Same-sex marriages have been carried out in Florida since the beginning of the year, when state and federal stays were lifted on rulings overturning the state’s statutory and constitutional bans, but state Attorney General Pam Bondi has maintained her legal fight against those findings.
In the current case, Krista Brandon-Thomas argued that because Florida state law — specifically Section 741.212, known as Florida’s Defense of Marriage Law — does not recognize same-sex marriage, the state courts lack jurisdiction over this matter. The Florida Attorney General’s Office intervened in the case in September. The trial court dismissed the petition on the grounds that it was bound by state law, but the appeals court pointed to the Full Faith and Credit Clause of the U.S. Constitution in reversing and remanding the matter for further proceedings on the merits.
“There are circumstances in which a state might seek to give full faith and credit to some out-of-state laws and judgments but not others, based on public policy considerations. But a state may not do so in a manner that runs afoul of the Equal Protection Clause of the United States Constitution,” the lead opinion said. Since sexual orientation is not a protected class under Florida state law, see D. M. T. v. T.M.H., 129 So. 3d 320 (Fla. 2013), the Second District held that the right of a same-sex couple to seek dissolution of marriage in Florida for a valid out-of-state marriage is not a fundamental right for U.S. constitutional purposes; therefore, the state had to pass only a rational basis test in its arguments. Under the rational basis standard a law will be upheld if it advances a legitimate government interest, even if the law seems unwise or discriminatory.
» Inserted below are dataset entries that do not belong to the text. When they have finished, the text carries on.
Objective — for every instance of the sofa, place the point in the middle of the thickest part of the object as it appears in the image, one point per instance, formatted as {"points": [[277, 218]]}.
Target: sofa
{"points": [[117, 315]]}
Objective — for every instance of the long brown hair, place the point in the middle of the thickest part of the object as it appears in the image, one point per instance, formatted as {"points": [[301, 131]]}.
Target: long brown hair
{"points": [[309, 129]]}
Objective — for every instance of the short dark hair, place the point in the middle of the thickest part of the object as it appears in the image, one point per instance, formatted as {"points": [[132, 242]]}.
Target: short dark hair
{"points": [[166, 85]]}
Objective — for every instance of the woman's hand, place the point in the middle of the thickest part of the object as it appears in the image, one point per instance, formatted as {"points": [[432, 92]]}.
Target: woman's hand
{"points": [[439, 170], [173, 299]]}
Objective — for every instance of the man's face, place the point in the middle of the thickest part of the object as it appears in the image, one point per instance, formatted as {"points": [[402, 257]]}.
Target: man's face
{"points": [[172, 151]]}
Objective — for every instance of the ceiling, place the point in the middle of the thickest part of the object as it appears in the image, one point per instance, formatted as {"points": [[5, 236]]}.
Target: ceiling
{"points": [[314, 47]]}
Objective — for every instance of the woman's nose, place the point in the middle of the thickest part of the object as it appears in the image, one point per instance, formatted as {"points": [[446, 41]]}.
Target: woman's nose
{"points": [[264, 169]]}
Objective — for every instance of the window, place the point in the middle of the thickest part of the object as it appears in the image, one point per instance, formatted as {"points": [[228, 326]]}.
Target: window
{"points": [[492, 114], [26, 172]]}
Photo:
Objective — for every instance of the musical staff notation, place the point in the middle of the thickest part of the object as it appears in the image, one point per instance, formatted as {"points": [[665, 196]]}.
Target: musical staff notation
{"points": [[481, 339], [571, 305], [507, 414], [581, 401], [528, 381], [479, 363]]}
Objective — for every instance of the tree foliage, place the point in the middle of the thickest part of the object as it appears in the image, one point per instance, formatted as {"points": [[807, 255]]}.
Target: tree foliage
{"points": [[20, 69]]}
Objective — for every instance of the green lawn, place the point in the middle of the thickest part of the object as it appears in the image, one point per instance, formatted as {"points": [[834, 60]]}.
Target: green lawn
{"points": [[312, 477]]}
But even at this intermediate level of scrutiny, the opposition failed to present a legitimate reason for the law to preclude the state court from taking jurisdiction in this matter, the appeals court said, noting that it bordered on being illogical.
The attorney general argued that the state’s refusal to recognize same-sex marriage follows its long-standing history of defining marriage as being only between a man and a woman, but the appeals court found that refusing to allow state courts to dissolve such unions “will not further this stated public policy in any manner.”
The fact that there is a child involved was important to the court in that the best interests of the child could not be addressed by the court if the couple could not utilize the dissolution statute that applies to heterosexual couples. The judges wrote:
“The practical impact of the trial court’s order is that a validly married couple, albeit of the same sex, cannot access a Florida court to undo their marriage. The couple’s financial affairs remain intertwined, and their joint assets, if any, are not easily transferred. The trial court’s order impedes the flow of assets and capital. Particularly significant, the welfare and stability of a child parented by this couple remains in limbo. The fact that a child is involved implicates Florida’s strong public policy to protect children by determining custody matters in accordance with the best interests of the child. Our decision today protects the parties’ rights of access to the court for dissolution of their marriage and an opportunity to be heard regarding their claimed rights to their assets and the child”. See Brandon-Thomas v. Brandon-Thomas.
At this point Krista Brandon-Thomas will have to decide whether to appeal the ruling or move forward with the dissolution proceedings in the trial court.
Judges Craig C. Villanti, Edward C. LaRose and Darryl C. Casanueva sat on the panel for the Second District.